What Gets Reported
This page describes what Wolverine.CritterWatch publishes from your service to the console — useful when telemetry isn't flowing as expected, or when you want to know what kind of data is leaving the process.
Publish cadence
| Surface | Cadence | Notes |
|---|---|---|
| Telemetry batch | Every 1 second | Always publishes, even if nothing changed (heartbeat). |
| Heartbeat ping | Every 30 seconds | Drives the per-node liveness dot in the UI. |
| Agent health probe | Every 60 seconds | Active probe; catches silent agent failures. |
| Broker health probe | ~60 seconds | One probe per configured transport. |
| Capability snapshot | On startup, then on Wolverine reinit | Topology — handlers, endpoints, stores, tenancy. |
| Source code (handler / HTTP chain) | On demand | Returned when an operator opens the corresponding detail page. |
The 1-second batching is the dominant latency — see Architecture → Message Flow for the full picture.
What's in a telemetry batch
Each batch carries:
- Service identity — service name, label, Wolverine version.
- Endpoint snapshot — every listener and sender with its current status (Accepting / Stopped / TooBusy / Latched / Paused / Draining), transport type, mode.
- Subscription / handler catalog — every message type the service handles or publishes, with handler bindings and routing.
- Recent changes — node added/removed, agent started/stopped, leadership change, circuit breaker tripped/reset, back pressure triggered/lifted, exceptions, since the last batch.
- Agent health snapshot — Healthy / Degraded / Offline for each registered agent.
- Persistence counts — inbox, outbox, scheduled, handled, and dead-letter counts per durability store. Per-tenant for multi-tenant services.
- Shard states — current sequence and high-water mark for each projection shard.
What's not in a telemetry batch
- Message bodies. Bodies are only sent on demand when an operator opens a specific dead-letter or scheduled message for inspection.
- Database connection strings. Database URIs (host + database name) are reported for identification; credentials are not.
- Application data. Your domain events, aggregates, and read models stay in your service's database.
- Application logs / traces. CritterWatch isn't an APM. For traces, configure an OpenTelemetry trace provider in Settings → Trace Providers.
When telemetry stops flowing
If a service goes silent in the UI (the heartbeat dot turns red), the most likely causes in order:
- Process is gone. Crashed, killed, or shut down without graceful shutdown. The next telemetry batch never publishes. Check the host's logs.
- Broker is unreachable from the service. Telemetry never reaches the transport. Check broker connectivity from the service's network namespace.
- Console is unreachable, telemetry queueing. The transport buffers messages. The dashboard will show the service as silent until the console drains the backlog after reconnect.

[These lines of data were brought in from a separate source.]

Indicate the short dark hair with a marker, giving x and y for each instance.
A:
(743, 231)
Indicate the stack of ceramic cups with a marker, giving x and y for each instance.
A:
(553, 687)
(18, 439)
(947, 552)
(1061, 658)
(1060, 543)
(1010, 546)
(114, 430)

- Service hung but process alive. A deadlock or runaway GC pause stops the publish timer. The 30-second heartbeat is the leading indicator — use the Per-node detail page to confirm.
The amber-then-red transition on the heartbeat dot (60s → 150s) gives you ~2.5 minutes to spot a stuck node before the UI calls it dead.
Capability snapshot
On startup, the service advertises its full topology to the console:
- Every registered message type and its handler binding.
- Every messaging endpoint with its configuration (mode, buffering limits, circuit-breaker settings).
- Every Wolverine durability store (inbox/outbox database).
- Every Marten event store and document store the service uses.
- Multi-tenancy mode and the current tenant list (for dynamic tenancy).
- The Wolverine assembly version.
The snapshot replaces the prior shape wholesale on each rollout. So if you redeploy with a model change, the new shape appears the moment the new version checks in — there's no merge or migration logic to worry about.
The snapshot is also re-issued whenever the Wolverine runtime is reinitialized (e.g., after a hot reload during development).
Graceful shutdown
On IAsyncDisposable.DisposeAsync(), the observer publishes one final telemetry batch tagged as a shutdown, cancels the periodic timers, and waits for in-flight publishes to complete. This produces a clean "service stopped" timeline entry rather than a heartbeat-timeout-induced "service silent" entry.
If your service is killed without graceful shutdown (SIGKILL, OOM kill, container forced termination), the final batch is lost — the service goes silent and the heartbeat dot transitions to red after the threshold.
Custom transports
The default integration uses RabbitMQ. The library works with any Wolverine-supported transport, but RabbitMQ is recommended for production:
- Reliable message delivery — telemetry survives a console outage.
- Decouples services from console availability.
- Standard tooling for observing the queue depth on the console side.
In-memory transport is fine for development and tests but loses messages if either process restarts. SQL Server transport works but has higher persistence overhead than RabbitMQ for the telemetry volume.